Question

The compensated pendulum of a clock consists of an isosceles triangular frame of base length \[{l_1}\] and expansivity \[{\alpha _1}\] and slides of length \[{l_2}\] and expansivity \[{\alpha _2}\]. The pendulum is supported, as shown in Figure. Find the ratio \[\dfrac{{{l_1}}}{{{l_2}}}\] so that the length of the pendulum may remain unchanged at all temperatures.

A. \[\dfrac{{{l_1}}}{{{l_2}}} = 2\sqrt {\dfrac{{{a_2}}}{{{a_1}}}} \]
B. \[\dfrac{{{l_1}}}{{{l_2}}} = \dfrac{{{a_2}}}{{{a_1}}}\]
C. \[\dfrac{{{l_1}}}{{{l_2}}} = \dfrac{{{a_2}}}{{2{a_1}}}\]
D. \[\dfrac{{{l_1}}}{{{l_2}}} = \dfrac{{2{a_2}}}{{{a_1}}}\]

Answer 1

Hint: Three basic thermal expansions are linear expansion, superficial expansion and cubical expansion. Here, in the question we need to determine the ratio \[\dfrac{{{l_1}}}{{{l_2}}}\] so that the length of the pendulum may remain unchanged at all temperatures. For this the amount a material expands or contracts per unit length due to a one-degree change in temperature.

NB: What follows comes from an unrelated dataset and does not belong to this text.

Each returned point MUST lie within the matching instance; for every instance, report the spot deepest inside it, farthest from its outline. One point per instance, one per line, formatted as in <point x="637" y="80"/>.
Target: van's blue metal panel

Complete step by step answer:
Let C be the base of the triangle,
Now draw a perpendicular bisector on the side AB from the vertex C

Here \[\cos \theta = \dfrac{{BM}}{{BC}} = \dfrac{{\dfrac{1}{2}BM}}{{BC}} = \dfrac{{{l_1}}}{{2{l_2}}}\]
Now when the triangle expands,
Let A’B’C be the new triangle and draw a perpendicular AN from A to A’C

Here AA’=x increase in the length of AB\[ = \dfrac{1}{2}{l_1}{\alpha _1}t\], where t is the increase in temperature and
A’N= increase in the length of AB\[ = {l_2}{\alpha _2}t\]
Since the change in angle after the expansion is very small, hence we can write
\[\angle BAC = \angle B'A'C = \theta \]
Hence
\[\cos \theta = \dfrac{{A'N}}{{AA'}} - - (i)\]
Where \[\cos \theta = \dfrac{{{l_1}}}{{2{l_2}}}\]
Hence substituting the value in equation (i), we get
\[\dfrac{{{l_1}}}{{2{l_2}}} = \dfrac{{{l_2}{\alpha _2}t}}{{\dfrac{1}{2}{l_1}{\alpha _1}t}}\]
By solving
\[
  \dfrac{{{l_1}}}{{2{l_2}}} = \dfrac{{2{l_2}{\alpha _2}}}{{{l_1}{\alpha _1}}} \\
  {\left( {\dfrac{{{l_1}}}{{{l_2}}}} \right)^2} = 4\dfrac{{{\alpha _2}}}{{{\alpha _1}}} \\
  \dfrac{{{l_1}}}{{{l_2}}} = \sqrt {4\dfrac{{{\alpha _2}}}{{{\alpha _1}}}} \\
   = 2\sqrt {\dfrac{{{\alpha _2}}}{{{\alpha _1}}}} \\
 \]
Hence the ratio \[\dfrac{{{l_1}}}{{{l_2}}}\]so that the length of the pendulum may remain unchanged at all temperatures \[ = 2\sqrt {\dfrac{{{\alpha _2}}}{{{\alpha _1}}}} \]

So, the correct answer is “Option A”.

Note:
Expansion corresponds to change in length, area and volume of the substance where linear expansivity is the increase in the length of a substance for per unit length of the substance for one degree Celsius rise in temperature.